Discovery Tools for Buried Copper Deposits in the Atacama Desert, Chile

This project established new sampling and geochemical methods to identify prospective areas for buried porphyry Cu deposits and oxide copper mineralization within gravel-covered areas. The project improved methods to detect exotic copper mineralization which forms through lateral transport of Cu bearing meteoric water and deposition within gravel sequences near oxidizing porphyry Cu deposits.

Three project objectives were achieved:

1. Model the landscape evolution and gravel deposition in key districts and establish a methodology to delineate prospective areas based on geomorphology;
2. Establish geochemical and mineralogical exploration methods for copper deposits in gravel covered areas; and
3. Identify characteristic gravel units most prospective for exotic copper mineralization in a number of study areas in southern Peru and northern Chile.

Publications

Geochemical signature of earthquake-induced surface flooding by mineralized groundwater over the buried Atlántida Deposit, northern Chile
Alexandra Brown, Peter A. Winterburn, Thomas Bissig
Geochemistry: Exploration, Environment, Analysis (2019) geochem2018-65
https://doi.org/10.1144/geochem2018-065

Identification of the expression of earthquake-induced surface flooding by groundwater using detailed regolith mapping at the buried Atlántida Deposit, northern Chile
Alexandra Brown, Peter A. Winterburn, Thomas Bissig
Geochemistry: Exploration, Environment, Analysis (2019) geochem2018-064
https://doi.org/10.1144/geochem2018-064

Thesis

Geochemical sampling strategies for discovering buried copper porphyries, Atacama Desert, Chile

Alexandra E Brown, MSc, 2018

Abstract: Several of the world’s largest porphyry copper deposits are found in the hyper-arid Atacama Desert of Chile, yet discovery of new deposits has become increasingly challenging due to the thick gravel cover.
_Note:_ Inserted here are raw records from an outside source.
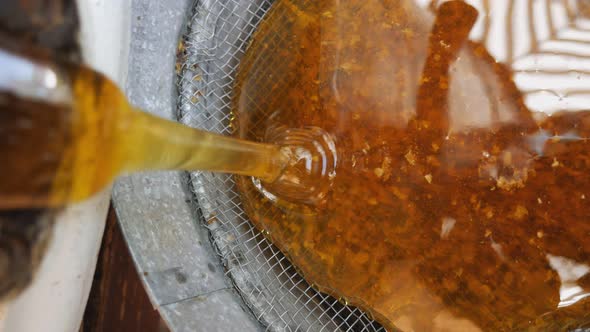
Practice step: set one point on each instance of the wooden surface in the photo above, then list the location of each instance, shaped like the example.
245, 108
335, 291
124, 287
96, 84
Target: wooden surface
118, 301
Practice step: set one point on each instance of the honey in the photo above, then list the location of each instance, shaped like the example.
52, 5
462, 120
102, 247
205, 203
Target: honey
451, 206
67, 131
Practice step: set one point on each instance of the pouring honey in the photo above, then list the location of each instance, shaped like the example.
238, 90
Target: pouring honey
67, 131
452, 207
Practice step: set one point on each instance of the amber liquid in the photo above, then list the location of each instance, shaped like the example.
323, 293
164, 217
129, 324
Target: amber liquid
451, 208
69, 136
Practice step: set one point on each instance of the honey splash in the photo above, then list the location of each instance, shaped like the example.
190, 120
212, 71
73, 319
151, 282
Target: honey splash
452, 206
67, 131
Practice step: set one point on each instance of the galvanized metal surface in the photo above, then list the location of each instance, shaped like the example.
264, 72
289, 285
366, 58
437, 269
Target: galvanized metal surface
178, 226
171, 249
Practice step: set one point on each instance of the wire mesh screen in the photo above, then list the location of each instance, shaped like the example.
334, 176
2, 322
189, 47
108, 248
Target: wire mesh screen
209, 55
216, 38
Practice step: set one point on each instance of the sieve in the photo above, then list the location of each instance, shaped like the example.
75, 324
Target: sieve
257, 278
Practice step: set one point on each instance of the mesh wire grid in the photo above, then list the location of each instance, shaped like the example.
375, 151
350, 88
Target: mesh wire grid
215, 39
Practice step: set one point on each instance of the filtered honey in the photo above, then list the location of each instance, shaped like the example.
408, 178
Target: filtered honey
451, 206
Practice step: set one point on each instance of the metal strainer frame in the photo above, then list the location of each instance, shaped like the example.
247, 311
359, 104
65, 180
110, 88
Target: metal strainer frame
216, 37
168, 240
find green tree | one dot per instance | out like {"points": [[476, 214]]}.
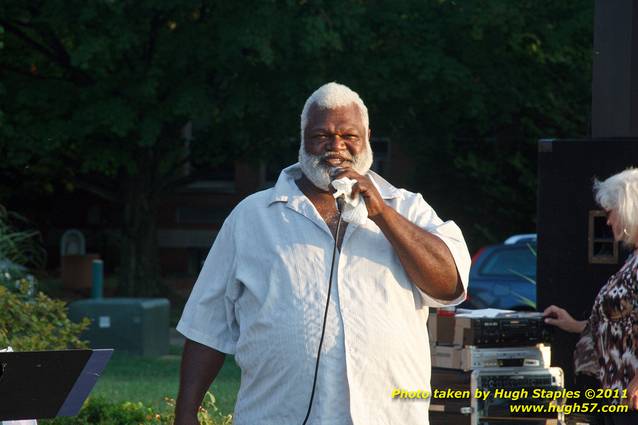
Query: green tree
{"points": [[99, 94]]}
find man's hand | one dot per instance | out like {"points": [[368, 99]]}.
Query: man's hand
{"points": [[425, 258], [365, 187], [563, 320], [200, 365]]}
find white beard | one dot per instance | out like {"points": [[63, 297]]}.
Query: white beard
{"points": [[320, 174]]}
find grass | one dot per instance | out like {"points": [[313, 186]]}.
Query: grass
{"points": [[150, 379]]}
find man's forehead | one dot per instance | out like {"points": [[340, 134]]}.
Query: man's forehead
{"points": [[346, 114]]}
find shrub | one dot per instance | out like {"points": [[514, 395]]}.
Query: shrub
{"points": [[99, 411], [30, 323]]}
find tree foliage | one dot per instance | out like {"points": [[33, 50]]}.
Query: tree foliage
{"points": [[97, 95]]}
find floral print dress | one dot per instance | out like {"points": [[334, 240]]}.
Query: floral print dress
{"points": [[608, 347]]}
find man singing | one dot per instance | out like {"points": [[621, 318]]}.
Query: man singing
{"points": [[262, 292]]}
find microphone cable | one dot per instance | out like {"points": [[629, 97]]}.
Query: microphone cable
{"points": [[340, 202]]}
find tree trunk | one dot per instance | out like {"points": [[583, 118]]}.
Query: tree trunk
{"points": [[139, 262]]}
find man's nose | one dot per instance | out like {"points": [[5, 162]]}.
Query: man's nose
{"points": [[336, 142]]}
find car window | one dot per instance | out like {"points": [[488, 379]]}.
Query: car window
{"points": [[515, 261]]}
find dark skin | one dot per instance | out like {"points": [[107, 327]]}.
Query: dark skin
{"points": [[426, 259], [341, 134]]}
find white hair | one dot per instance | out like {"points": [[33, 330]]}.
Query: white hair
{"points": [[620, 192], [332, 96]]}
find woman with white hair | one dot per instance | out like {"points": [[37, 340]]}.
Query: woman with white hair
{"points": [[608, 347]]}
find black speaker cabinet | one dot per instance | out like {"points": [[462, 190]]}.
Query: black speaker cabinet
{"points": [[576, 252]]}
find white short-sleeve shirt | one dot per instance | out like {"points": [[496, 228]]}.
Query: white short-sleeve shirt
{"points": [[261, 296]]}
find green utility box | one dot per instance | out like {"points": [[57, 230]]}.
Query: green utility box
{"points": [[136, 325]]}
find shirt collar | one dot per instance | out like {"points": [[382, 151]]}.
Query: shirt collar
{"points": [[286, 186]]}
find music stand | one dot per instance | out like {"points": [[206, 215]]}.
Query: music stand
{"points": [[46, 384]]}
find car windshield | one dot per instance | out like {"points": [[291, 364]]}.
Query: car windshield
{"points": [[514, 261]]}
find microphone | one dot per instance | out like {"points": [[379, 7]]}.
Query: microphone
{"points": [[341, 200]]}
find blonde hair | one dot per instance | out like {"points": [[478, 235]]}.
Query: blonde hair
{"points": [[620, 192]]}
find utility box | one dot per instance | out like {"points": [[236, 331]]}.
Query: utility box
{"points": [[136, 325]]}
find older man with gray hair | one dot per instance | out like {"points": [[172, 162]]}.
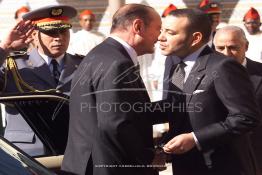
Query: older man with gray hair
{"points": [[231, 41]]}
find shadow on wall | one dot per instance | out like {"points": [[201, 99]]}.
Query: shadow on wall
{"points": [[98, 8], [227, 7]]}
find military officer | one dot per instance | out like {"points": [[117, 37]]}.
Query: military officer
{"points": [[48, 66]]}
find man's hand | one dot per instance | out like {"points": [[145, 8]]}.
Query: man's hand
{"points": [[18, 37], [159, 160], [180, 144]]}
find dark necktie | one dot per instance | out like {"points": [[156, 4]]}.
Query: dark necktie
{"points": [[179, 75], [56, 73]]}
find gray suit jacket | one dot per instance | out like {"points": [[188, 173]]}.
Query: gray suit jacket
{"points": [[35, 72]]}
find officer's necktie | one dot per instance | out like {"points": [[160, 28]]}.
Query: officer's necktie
{"points": [[179, 75], [55, 71]]}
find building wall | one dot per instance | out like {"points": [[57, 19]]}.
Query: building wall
{"points": [[233, 10]]}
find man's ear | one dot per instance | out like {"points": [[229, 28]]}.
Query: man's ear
{"points": [[138, 26], [247, 44], [197, 38]]}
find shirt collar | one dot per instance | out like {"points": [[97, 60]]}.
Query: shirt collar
{"points": [[48, 59], [190, 59], [130, 50]]}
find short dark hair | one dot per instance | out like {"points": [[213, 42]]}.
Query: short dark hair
{"points": [[198, 21], [125, 15]]}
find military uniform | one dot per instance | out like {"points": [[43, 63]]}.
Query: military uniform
{"points": [[36, 72]]}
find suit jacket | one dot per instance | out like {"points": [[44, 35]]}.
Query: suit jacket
{"points": [[218, 105], [255, 71], [109, 131], [35, 72]]}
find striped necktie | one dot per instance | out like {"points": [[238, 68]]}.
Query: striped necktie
{"points": [[179, 75]]}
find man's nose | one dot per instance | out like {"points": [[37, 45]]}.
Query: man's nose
{"points": [[161, 37]]}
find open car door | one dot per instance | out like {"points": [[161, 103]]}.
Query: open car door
{"points": [[48, 116], [15, 161]]}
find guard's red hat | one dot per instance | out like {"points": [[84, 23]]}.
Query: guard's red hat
{"points": [[86, 12], [209, 7], [23, 9], [169, 9], [252, 13]]}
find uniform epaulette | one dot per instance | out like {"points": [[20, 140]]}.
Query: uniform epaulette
{"points": [[81, 56]]}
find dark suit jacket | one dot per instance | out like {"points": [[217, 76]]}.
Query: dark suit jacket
{"points": [[255, 71], [35, 72], [108, 127], [219, 106]]}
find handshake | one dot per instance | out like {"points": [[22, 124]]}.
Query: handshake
{"points": [[179, 144], [160, 158]]}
The Atlántida porphyry copper deposit, Atacama Region, Chile, is buried under 25-80m of Neogene-Quaternary gravel and 200m of barren to low-grade bedrock. Geochemical sampling occurred over two phases to develop sampling techniques to detect buried mineralization through the gravels. Over the two phases, physicochemical measurements were recorded at each site, and AGI GoresorberTM hydrocarbon collectors were installed. Sample lines extended into background and over mineralization, staying within consistent background chemistry. Phase I samples were collected with 50m spacing. Soil samples were analyzed by Aqua Regia (Phase I) and deionized water extraction with ICP-MS (Phase I and II). Phase I deionized water extraction results indicated elevated concentrations of Mo, Re, Se, As with increasing salinity. Anomalous responses occur spatially correlated with structures on the surface, and in close proximity to highly saline pockets of material (median 2.2{4f68512a01b6c7d7b16fb2c0178fca0ea196e8717437457c5f4289110417847b} salt) identified through remote sensing used in Phase II regolith mapping. Saline pocket material was formed by seismically induced surface flooding of groundwater along faults extending to surface. Phase II sampled only saline pockets oriented along structural extent at 250m spacing. Samples (n=9) were analyzed for copper isotope composition over buried mineralization by partial digestion. Isotopic results indicate copper concentrations by partial extraction are dominantly a reflection of endogenic material. Both hydrocarbon and soil extraction results show strong structural control on anomaly formation at the surface. Strong correlations of increasing salinity and metals/metalloids (Mo, Re, Se, and Te) concentrations are observed. Elevated responses of these metals normalized to groundwater volume proxy occur directly over the deposit. The slow rate of erosion and deposition in the Atacama Desert preserves surficial anomalies as saline pockets. Targeted geochemical sampling of saline pockets along structures is a new methodology for the discovery of buried copper deposits in the Atacama Desert of Chile.